Dans le cas spécifique des jardins communautaires, les bacs à compost se rempliront presque exclusivement de restes de jardin, qui ne sont pas si riches en azote comme matière verte.
On revient donc au taux carbone/azote (ratio brun/vert)
Chose importante à retenir : Il est recommandé de viser un taux brun/vert de 1 pour 1, soit une quantité égale de matières vertes que de matières brunes. Cela dépend de la matière brune utilisée, c’est une approximation. 1 pour 1 surtout dans le cas des feuilles mortes, alors qu’on peut mettre moins de bran de scie, de BRF ou de papier journal.
Le plus simple est de mesurer le ratio en volume : 1 contenant de brun pour chaque contenant de vert ajouté.
Il est également possible d’ajouter la quantité de matières brunes après le brassage, sur le dessus, pour éviter les mauvaises odeurs et limiter la présence de mouches.

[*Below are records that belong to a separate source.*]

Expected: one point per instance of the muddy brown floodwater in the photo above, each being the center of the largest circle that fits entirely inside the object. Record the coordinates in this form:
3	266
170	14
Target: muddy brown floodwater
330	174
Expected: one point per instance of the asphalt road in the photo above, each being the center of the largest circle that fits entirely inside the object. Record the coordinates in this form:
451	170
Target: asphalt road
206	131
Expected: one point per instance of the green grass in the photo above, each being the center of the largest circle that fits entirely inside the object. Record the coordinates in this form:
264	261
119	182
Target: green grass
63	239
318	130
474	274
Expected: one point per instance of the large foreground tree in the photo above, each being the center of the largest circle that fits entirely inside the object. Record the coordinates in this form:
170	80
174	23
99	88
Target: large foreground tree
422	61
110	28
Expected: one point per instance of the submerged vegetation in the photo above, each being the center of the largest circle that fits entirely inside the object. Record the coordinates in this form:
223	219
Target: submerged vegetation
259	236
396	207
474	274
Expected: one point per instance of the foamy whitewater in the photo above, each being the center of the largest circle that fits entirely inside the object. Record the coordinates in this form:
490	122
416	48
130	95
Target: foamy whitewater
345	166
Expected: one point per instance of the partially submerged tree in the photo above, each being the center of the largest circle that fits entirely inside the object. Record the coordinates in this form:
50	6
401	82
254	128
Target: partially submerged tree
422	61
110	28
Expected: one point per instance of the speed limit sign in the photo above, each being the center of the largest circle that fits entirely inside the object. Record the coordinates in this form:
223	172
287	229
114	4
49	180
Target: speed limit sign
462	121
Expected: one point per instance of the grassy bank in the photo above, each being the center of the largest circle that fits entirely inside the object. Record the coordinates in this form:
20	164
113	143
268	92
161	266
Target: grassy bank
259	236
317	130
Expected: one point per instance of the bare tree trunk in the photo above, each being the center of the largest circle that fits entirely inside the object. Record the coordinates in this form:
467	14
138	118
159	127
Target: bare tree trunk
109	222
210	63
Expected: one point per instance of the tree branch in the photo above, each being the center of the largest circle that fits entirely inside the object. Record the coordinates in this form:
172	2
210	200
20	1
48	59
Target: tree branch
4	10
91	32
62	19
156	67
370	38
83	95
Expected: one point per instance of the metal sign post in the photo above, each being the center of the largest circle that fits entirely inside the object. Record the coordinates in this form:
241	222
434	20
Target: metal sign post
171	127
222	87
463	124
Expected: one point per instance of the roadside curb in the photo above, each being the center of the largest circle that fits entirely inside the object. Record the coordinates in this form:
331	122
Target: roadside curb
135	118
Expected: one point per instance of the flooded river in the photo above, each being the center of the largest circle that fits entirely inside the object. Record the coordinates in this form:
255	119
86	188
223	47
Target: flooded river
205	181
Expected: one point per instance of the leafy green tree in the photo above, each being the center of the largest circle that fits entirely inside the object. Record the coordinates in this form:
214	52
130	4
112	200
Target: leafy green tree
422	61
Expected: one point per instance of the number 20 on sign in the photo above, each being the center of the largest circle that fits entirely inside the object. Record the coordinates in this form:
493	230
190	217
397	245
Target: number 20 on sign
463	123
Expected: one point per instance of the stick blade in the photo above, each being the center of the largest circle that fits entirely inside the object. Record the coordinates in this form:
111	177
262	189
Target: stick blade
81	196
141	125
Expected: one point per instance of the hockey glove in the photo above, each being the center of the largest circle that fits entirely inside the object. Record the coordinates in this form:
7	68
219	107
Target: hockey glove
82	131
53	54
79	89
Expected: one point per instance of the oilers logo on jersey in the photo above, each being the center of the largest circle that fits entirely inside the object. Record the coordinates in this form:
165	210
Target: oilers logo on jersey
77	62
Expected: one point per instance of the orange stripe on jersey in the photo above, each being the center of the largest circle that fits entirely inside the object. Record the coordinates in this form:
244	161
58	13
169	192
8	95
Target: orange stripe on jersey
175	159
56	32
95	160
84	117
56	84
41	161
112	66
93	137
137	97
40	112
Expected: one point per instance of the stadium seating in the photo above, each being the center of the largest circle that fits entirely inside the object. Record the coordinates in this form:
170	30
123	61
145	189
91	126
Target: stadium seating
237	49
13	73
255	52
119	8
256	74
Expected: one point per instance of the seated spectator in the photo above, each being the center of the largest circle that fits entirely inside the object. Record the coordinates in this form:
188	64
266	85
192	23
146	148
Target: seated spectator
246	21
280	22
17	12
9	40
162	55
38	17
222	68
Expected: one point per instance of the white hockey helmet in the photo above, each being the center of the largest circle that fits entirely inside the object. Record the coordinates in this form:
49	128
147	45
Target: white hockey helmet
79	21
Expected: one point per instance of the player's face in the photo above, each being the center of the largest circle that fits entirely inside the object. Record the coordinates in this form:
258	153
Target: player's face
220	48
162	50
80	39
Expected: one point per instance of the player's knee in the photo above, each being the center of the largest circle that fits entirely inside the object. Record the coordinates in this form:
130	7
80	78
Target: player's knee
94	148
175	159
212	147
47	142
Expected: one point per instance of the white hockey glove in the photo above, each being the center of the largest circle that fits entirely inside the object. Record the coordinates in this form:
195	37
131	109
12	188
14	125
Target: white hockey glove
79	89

Il s’agit d’une ligne directrice et nul besoin d’être trop précis dans les mesures, car le plus simple est de bien observer son compost lorsqu’on le brasse, et constater si le ratio semble bon.
Mauvais ratio :
Trop de vert : compost trop humide, lourd à brasser, sent mauvais…
Trop de brun : compost trop sec, difficile à brasser, les outils se coinceront dans les matières fibreuses et les branches, le compostage est ralenti, peu actif…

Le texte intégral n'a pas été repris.